Of course, the cloud forests themselves are an amazing destination no matter where your tastes lie. They are famous for their flying wildlife, from birds of every type to the incredibly colored butterflies that abound in the area. For those of you who don’t know, a cloud forest is a tropical-type forest known for its high levels of moisture. It is also called a fog forest, for the same reason: the entire forest is often misty, especially around the upper levels of the trees, even when it is not actually raining.
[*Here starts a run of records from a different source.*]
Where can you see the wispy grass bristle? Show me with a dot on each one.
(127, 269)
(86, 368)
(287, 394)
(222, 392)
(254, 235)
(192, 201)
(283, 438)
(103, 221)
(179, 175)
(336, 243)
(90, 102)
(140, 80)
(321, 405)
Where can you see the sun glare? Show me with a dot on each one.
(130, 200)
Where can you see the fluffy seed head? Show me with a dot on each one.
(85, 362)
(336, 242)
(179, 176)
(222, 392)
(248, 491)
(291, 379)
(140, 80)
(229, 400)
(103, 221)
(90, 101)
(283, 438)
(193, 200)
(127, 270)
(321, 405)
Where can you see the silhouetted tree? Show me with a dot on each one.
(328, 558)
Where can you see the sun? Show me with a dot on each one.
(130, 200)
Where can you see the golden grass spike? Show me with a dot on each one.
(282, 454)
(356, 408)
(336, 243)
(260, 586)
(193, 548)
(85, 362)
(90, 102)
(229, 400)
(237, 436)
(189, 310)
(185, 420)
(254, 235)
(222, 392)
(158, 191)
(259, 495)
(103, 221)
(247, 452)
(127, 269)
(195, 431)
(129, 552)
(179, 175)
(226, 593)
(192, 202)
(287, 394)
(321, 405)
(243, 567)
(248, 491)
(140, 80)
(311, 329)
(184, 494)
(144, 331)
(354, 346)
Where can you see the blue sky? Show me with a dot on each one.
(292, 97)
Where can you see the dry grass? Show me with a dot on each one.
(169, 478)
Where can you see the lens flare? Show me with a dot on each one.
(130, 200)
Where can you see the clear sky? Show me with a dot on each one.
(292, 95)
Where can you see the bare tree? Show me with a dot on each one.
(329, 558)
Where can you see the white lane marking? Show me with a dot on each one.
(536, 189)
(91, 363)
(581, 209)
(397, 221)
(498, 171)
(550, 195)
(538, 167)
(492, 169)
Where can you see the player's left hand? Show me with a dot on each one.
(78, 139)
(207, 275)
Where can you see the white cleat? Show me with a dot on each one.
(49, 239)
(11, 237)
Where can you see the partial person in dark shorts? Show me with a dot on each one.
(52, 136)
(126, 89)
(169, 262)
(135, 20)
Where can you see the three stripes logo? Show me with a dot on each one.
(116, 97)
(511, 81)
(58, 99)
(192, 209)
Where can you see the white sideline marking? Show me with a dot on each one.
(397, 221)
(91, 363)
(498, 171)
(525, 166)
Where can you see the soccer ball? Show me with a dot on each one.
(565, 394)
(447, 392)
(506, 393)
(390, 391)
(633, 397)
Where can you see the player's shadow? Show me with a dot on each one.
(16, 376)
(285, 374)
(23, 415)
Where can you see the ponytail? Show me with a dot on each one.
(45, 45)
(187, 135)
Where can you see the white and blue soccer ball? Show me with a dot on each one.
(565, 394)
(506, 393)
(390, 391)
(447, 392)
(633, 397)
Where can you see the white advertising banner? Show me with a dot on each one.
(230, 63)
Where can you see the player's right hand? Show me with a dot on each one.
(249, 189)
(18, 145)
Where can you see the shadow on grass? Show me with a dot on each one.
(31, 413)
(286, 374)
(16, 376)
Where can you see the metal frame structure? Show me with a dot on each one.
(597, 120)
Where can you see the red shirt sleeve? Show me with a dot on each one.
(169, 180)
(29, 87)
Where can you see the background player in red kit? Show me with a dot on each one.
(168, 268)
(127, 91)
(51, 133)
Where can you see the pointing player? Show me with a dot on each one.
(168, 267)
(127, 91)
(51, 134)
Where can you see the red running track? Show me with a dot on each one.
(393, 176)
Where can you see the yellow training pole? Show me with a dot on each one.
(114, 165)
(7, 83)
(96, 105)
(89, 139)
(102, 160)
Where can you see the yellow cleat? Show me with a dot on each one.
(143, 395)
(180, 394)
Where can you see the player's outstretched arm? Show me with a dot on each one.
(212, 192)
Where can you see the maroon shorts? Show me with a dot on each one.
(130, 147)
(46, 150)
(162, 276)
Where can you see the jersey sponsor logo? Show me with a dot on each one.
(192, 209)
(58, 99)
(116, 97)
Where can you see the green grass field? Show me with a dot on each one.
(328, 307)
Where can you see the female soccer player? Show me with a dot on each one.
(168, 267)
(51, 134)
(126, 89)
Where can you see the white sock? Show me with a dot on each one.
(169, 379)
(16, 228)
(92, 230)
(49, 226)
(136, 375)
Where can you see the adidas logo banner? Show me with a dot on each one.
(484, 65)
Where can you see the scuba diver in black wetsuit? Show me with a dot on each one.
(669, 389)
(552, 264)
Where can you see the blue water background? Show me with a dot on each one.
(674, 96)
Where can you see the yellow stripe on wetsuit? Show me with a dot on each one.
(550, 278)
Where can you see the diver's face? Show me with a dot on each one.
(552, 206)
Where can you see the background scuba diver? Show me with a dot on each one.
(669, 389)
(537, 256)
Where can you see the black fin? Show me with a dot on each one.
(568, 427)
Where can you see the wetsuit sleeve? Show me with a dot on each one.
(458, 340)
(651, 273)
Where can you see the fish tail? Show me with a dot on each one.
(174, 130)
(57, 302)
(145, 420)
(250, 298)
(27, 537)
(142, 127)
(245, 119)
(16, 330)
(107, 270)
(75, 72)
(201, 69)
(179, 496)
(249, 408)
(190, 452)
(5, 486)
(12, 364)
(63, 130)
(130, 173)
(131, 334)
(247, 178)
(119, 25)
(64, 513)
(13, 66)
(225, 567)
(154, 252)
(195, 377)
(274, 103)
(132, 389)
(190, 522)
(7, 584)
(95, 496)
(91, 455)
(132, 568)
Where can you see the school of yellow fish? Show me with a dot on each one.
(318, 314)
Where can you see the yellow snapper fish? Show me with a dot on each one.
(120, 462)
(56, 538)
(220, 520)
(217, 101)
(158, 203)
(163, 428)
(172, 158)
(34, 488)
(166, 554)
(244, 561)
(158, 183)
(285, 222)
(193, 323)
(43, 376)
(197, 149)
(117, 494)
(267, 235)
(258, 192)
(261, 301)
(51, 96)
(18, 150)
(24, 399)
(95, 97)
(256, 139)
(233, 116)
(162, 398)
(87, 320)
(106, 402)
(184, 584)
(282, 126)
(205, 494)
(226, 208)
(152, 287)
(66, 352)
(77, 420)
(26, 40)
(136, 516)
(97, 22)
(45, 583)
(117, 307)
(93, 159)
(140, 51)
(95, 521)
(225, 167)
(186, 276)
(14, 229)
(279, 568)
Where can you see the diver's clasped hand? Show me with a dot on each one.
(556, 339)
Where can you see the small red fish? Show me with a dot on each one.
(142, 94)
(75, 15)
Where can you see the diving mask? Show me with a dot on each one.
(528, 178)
This effect does several things. First, it creates a very, very wet layer around the tree canopy and its bark, so most of the trees get necessary water through direct contact. This also makes it very easy for moss to grow, since moss needs direct access to moisture in order to propagate. Such forests are often thick with moss on every level. However, the thick cloud layer also darkens much of the floor of the tropical forest. This has its own effect. Without as much access to sunlight, trees tend to be shorter than they are in the more sun-friendly jungles. Groundcover is still present, but it tends to favor the mosses, lichens, and fungi more than vast growth of shrubbery. This has its benefits, as well: some of the most interesting and beautiful plants grow in cloud forests, including orchids. Oddly enough, the water that makes it to the floor of these cloud forests is usually runoff from the trees themselves, which is known as “occult” rainfall and is not actually recorded in precipitation indexes, so the forests receive much more rain than it first appears.
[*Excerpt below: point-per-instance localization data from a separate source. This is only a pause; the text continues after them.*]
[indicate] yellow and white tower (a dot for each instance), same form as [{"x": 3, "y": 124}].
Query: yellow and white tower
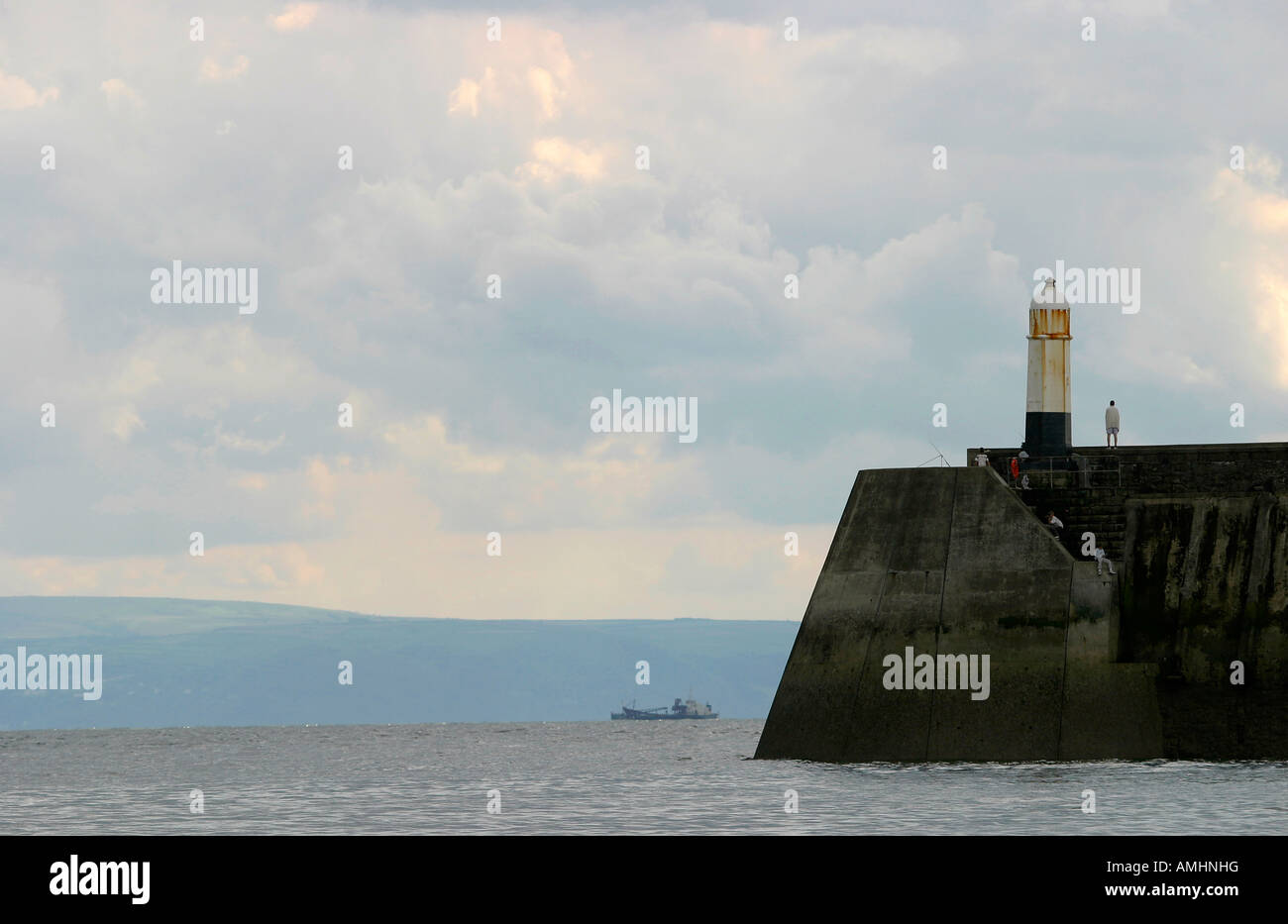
[{"x": 1047, "y": 420}]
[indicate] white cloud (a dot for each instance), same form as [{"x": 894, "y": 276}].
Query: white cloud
[
  {"x": 295, "y": 17},
  {"x": 17, "y": 93}
]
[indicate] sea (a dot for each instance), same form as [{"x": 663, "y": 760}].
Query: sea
[{"x": 587, "y": 777}]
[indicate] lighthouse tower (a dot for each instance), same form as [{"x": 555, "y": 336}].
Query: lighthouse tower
[{"x": 1047, "y": 422}]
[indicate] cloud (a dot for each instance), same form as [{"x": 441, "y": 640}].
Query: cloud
[
  {"x": 213, "y": 69},
  {"x": 17, "y": 93},
  {"x": 515, "y": 159},
  {"x": 119, "y": 93},
  {"x": 295, "y": 17},
  {"x": 465, "y": 97}
]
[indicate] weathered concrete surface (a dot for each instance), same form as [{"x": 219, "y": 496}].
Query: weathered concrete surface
[
  {"x": 1206, "y": 585},
  {"x": 951, "y": 562},
  {"x": 947, "y": 562}
]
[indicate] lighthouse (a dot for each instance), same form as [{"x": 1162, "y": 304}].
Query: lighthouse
[{"x": 1047, "y": 422}]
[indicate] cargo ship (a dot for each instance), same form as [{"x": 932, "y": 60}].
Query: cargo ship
[{"x": 691, "y": 708}]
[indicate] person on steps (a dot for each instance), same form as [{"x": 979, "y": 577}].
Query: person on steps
[
  {"x": 1102, "y": 557},
  {"x": 1112, "y": 421}
]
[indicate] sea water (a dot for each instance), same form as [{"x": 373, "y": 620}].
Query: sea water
[{"x": 587, "y": 777}]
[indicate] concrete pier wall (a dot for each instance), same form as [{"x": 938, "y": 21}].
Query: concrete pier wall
[
  {"x": 1081, "y": 667},
  {"x": 948, "y": 562}
]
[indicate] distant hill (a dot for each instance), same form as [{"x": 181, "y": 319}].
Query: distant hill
[{"x": 205, "y": 663}]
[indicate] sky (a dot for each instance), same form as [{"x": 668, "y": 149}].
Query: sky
[{"x": 385, "y": 167}]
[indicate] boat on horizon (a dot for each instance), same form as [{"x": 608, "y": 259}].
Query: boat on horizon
[{"x": 690, "y": 708}]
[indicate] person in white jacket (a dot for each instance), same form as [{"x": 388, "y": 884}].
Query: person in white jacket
[{"x": 1103, "y": 558}]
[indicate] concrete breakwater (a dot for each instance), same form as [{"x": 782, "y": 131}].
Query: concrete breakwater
[{"x": 1179, "y": 656}]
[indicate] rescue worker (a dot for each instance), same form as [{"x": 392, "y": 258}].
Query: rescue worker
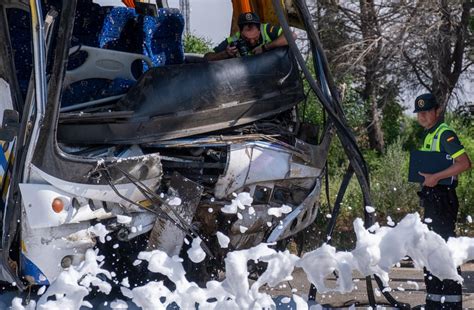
[
  {"x": 253, "y": 38},
  {"x": 440, "y": 202}
]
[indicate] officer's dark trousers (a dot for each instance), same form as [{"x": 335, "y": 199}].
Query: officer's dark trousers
[{"x": 441, "y": 206}]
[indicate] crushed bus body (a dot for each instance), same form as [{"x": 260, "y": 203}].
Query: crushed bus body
[{"x": 147, "y": 145}]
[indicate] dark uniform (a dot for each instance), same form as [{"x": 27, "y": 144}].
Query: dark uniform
[
  {"x": 268, "y": 32},
  {"x": 440, "y": 205}
]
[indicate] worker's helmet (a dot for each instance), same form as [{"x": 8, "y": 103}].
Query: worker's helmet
[
  {"x": 248, "y": 18},
  {"x": 425, "y": 102}
]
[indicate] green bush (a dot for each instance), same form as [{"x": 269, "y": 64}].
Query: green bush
[{"x": 196, "y": 44}]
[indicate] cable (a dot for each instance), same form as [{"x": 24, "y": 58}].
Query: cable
[{"x": 332, "y": 105}]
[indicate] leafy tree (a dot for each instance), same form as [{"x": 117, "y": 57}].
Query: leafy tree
[{"x": 435, "y": 45}]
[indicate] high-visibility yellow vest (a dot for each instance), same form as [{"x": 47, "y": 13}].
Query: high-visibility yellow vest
[{"x": 432, "y": 140}]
Plants in this environment have adopted unique strategies of gaining nutrients with so little sunlight present. Such cloud forests have many of the rarest species of insectivorous plants. They are also animal-rich, with fauna ranging from incredibly unique frogs and lizards to the rare mountain gorilla. Of course, not all is well in the primary cloud forest basins, where uncontrolled land use (such as razing forests for farmland) is a common practice. There is a reason why power and hot water are such rare commodities in the Ecuadorian version of the forests: the areas are largely uninhabited, but as populations grow closer to the cloud forests, the forests are damaged by the ever-popular tea and coffee plantations, as well as harvesting for exotic woods.

Anonymous
Some negative effects on the cloud forest are far from local, too. If you do visit Casa Divina, keep in mind that one of the most damaging effects to the forests is from widespread climate change. Even more than most ecosystems, the forests are dependent on a delicate balance. A small change in the climate, and the low-altitude clouds that the forests depend on will start evaporate, leading to less moisture and hotter temperatures that will mean the death for many of the rare species that inhabit the forest. This is turn leads to the death of animals that depend on the dark, moist environment, such as frogs and lizards, along with animals that feed on them.
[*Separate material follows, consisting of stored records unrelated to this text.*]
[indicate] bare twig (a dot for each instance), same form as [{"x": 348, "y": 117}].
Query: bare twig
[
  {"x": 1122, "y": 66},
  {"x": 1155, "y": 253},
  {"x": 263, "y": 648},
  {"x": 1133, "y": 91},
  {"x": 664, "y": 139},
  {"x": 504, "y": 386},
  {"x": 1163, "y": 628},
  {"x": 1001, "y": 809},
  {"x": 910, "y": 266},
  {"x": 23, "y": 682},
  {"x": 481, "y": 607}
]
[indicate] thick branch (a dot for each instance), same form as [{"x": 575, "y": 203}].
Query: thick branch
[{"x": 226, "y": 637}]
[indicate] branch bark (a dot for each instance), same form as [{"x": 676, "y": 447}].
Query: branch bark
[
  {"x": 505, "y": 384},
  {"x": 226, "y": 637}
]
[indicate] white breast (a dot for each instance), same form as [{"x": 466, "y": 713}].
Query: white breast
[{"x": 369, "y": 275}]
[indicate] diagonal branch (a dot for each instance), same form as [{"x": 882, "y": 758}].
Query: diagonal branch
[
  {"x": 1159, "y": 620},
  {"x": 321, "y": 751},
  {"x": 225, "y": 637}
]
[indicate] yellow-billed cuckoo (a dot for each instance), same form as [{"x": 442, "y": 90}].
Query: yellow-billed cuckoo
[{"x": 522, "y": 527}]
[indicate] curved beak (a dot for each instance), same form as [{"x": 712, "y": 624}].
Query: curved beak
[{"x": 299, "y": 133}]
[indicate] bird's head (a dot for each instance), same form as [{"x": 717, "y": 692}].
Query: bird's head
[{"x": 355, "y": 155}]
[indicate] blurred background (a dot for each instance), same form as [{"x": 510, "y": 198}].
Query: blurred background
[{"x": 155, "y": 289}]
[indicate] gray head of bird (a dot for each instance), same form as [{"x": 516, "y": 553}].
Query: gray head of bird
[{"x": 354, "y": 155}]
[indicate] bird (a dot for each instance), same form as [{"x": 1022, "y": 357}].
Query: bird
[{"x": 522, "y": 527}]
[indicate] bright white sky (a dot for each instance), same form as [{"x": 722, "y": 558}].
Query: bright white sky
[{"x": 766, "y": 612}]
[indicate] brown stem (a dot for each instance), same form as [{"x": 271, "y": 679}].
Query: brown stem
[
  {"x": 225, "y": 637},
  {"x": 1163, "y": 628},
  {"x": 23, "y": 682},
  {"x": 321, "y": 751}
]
The great thing about projects like Casa Divina is that they encourage the local ecosystem while still allowing people to enjoy the beauty of the cloud forest. I recall a very similar project in Costa Rica, where an entire community was built in the treetops along the same principles. The project in Costa Rica depended very much on solar power to provide its amenities. I wonder if Casa Divina does the same? It seems that might be more difficult in a cloud forest! Of course, there are many alternatives if they are not able to position solar panels high enough for them to be effect. Geothermal power, for example, is a very common alternative and extremely useful for getting hot water and similar benefits that are rare in the middle of the jungle. Or, with a normal town close by, perhaps Casa Divina is able to depend on more traditional types of power usage.

I am also curious about transportation around the nearby jungle. Are ramps and solo walks available? The Costa Rica community, I remember, was fond of using zip lines to move from house to house, although this was not practical for everyone there? But still sounded like a lot of fun.